Parallel matlab
Using a parallel pool
Matlab can be parallelized using parpool
. For many users, this can be as simple as replacing for
loops with a parfor
loop, as long as the problem is pleasingly parallel and the individual iterations of the loop do not depend on the outcome of the others.
Best practices for parfor
on Blue Crab
We recommend that users who require multiple, simultaneous parallel pools follow these steps when using parfor
in order to avoid name collisions in the location where Matlab writes the temporary files required to organize its “workers” during the parallel calculation. This method can also be used if you would like these files to be written to another location for debugging or performance reasons.
- Put the following command in your SLURM script. You can select a full path to the temporary location here. You are welcome to put these files in your home directory (
~/
) or the data directory (~/data
) on our ZFS filesystem. If your calculation requires many parallel executions, we recommend against using the Lustre filesystem (~/work
,~/scratch
) for this kind of I/O because it will write many small files.
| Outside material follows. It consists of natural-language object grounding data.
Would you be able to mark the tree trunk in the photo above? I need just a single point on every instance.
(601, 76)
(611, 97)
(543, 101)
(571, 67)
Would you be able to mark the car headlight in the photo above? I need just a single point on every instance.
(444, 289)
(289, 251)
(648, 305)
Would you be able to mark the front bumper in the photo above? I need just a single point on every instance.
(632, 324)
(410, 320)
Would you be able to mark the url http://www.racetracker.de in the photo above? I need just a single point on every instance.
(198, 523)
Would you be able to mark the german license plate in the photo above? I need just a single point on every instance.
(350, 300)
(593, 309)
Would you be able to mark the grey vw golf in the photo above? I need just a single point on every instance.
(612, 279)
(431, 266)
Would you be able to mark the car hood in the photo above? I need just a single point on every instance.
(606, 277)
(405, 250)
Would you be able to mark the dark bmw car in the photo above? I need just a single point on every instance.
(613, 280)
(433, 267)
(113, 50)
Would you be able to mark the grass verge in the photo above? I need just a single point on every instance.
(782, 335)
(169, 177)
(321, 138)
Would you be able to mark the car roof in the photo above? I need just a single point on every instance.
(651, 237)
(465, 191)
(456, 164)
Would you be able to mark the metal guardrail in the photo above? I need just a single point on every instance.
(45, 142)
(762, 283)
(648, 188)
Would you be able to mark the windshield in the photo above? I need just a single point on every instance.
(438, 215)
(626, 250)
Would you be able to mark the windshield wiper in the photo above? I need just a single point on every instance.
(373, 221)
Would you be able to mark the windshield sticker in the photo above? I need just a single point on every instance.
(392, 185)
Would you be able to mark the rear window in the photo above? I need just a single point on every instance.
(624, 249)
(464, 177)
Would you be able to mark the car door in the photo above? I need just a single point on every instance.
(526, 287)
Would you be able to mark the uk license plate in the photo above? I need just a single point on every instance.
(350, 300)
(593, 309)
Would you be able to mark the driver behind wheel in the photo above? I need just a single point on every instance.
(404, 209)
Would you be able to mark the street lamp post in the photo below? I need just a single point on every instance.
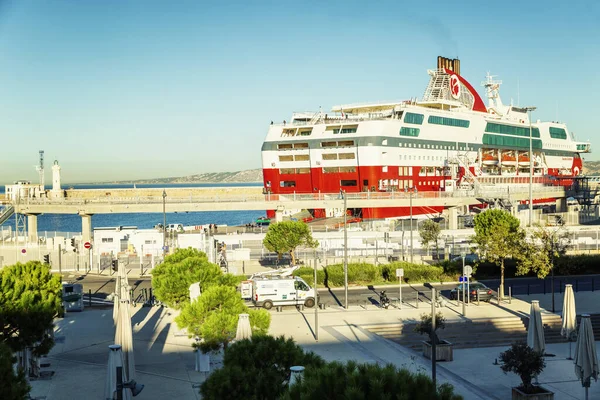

export TMPDIR=$(pwd)/matlab_tmp # or select another path
mkdir -p $TMPDIR
- Instead of using the command
parpool(4)
, use the following commands to create one worker per processor. Note that your SLURM request should use--cpus-per-task
to select the number of processors. Matlab does not use “tasks” which are exclusively used for MPI jobs. These commands must appear before your parallelfor
loop.
pc = parcluster('local');
nproc = str2num(getenv('SLURM_CPUS_PER_TASK'));
pc.NumWorkers = nproc;
job_folder = fullfile(getenv('TMPDIR'),getenv('SLURM_JOB_ID'));
mkdir(job_folder);
pc.JobStorageLocation = job_folder;
parpool(pc,nproc)
-
Use the
parfor
command anywhere in your script. -
At the end of your script, remove the pool with these commands.
poolobj = gcp('nocreate');
delete(poolobj);
This procedure gives you the maximum control over the files required to support parallel execution.